Sometimes I found myself laughing out loud at my reactions to the traumas of each day. Once on a bad day I wrote “PHOOEY” in letters 15 spaces high. It helped.
I started titling each entry. One of my favorite titles—and favorite entries—came when I was trying to develop greater faith. That title was “Doubt Creeps in and Janet Strikes Back.” Some titles reflect a calmer attitude. One in Janet 3, “On Days and Nights and Things I Love,” leads into a paragraph I love to reread:
“I love nights that are chilly and clear, when I can see the stars and talk aloud under them. And I love early mornings, being up, being alive, and being outside on a day that is only starting. I love new beginnings that are just getting organized. And clean sheets, clean nightgown, clean body, clean hair, and a reason to be happy. I love the world when my soul brims with hope.”
My soul doesn’t always brim with hope. Sometimes it brims with frustration. When that’s the case, I can look back to the rejuvenating entry I wrote that September night. I can find encouragement from another entry, written soon after that one: “When I can understand what I’m going through, I find that endurance becomes easier.”
Not every entry is profound or even interesting. But each, in its own way, traces my daily conversion to the gospel, my struggles with myself, and my delight with each line-upon-line discovery of living. Each helps the others assume clearer perspective. Not only does each entry reflect my life, but it affects and becomes part of my life.
It was during Janet 4, when my best friend moved, that I wrote: “I hurt too much to write.” And it was during Janet 5, after I had written a thoughtless letter that hurt a friend, that I wrote in my journal: “Through the many confusing voices that ring through my mind, one calming voice pervades and tells me the whole matter will be of no consequence.” After writing about that “calming voice,” I listened to it more carefully. The “voice” was right; when I later asked the friend to forgive me, he said he already had.

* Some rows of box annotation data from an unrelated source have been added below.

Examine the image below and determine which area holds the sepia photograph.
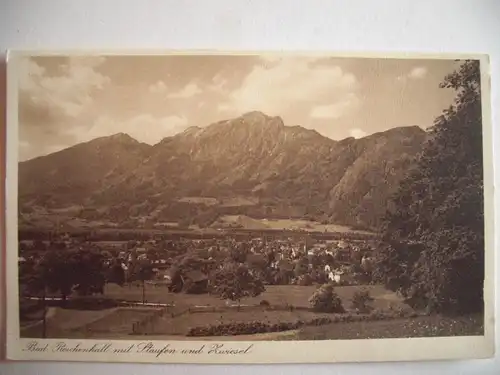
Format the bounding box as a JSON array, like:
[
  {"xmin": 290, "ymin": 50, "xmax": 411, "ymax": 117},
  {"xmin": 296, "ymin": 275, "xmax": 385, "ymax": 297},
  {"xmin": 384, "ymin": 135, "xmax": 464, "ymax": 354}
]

One day, when I felt that life was picking on me, I started what has become a tradition. I wrote an entry titled “Things I Am Thankful For.” It amazed me that day, as it still does, how varied and plentiful are my blessings, and how obscure and sometimes even humorous are my trials.
Through moves from one side of the United States to the other, through vacations, through each peak and plateau, the volumes of my journal have been a constant, a friend, tucked on a bookshelf or into a suitcase along with my copies of the scriptures. They have become a vehicle for working out personal answers for the curious challenges of each day.
I thought, at the beginning of the journal keeping, that I would neatly record my most profound thoughts, making them more accessible when I had to give sacrament meeting talks. Once or twice I have used a journal for that, but it’s far from the full benefit. The journal isn’t a reference book about my life, nor does it map my life. It isn’t a status chart; it’s a dynamic, if rough, artwork.
The Janet series is steaming ahead in its 15th volume. Some volumes span a year, and others a few months. I am the only person who has read all of them, and I may keep it that way—for a few decades, at least. The volumes have graduated from inexpensive notebooks to actual hardback books with blank pages. I have to confess—I bought a leather-bound journal last time (but it was on sale). And I did make quite a concession on the journal before that; it actually says “Journal” on the cover!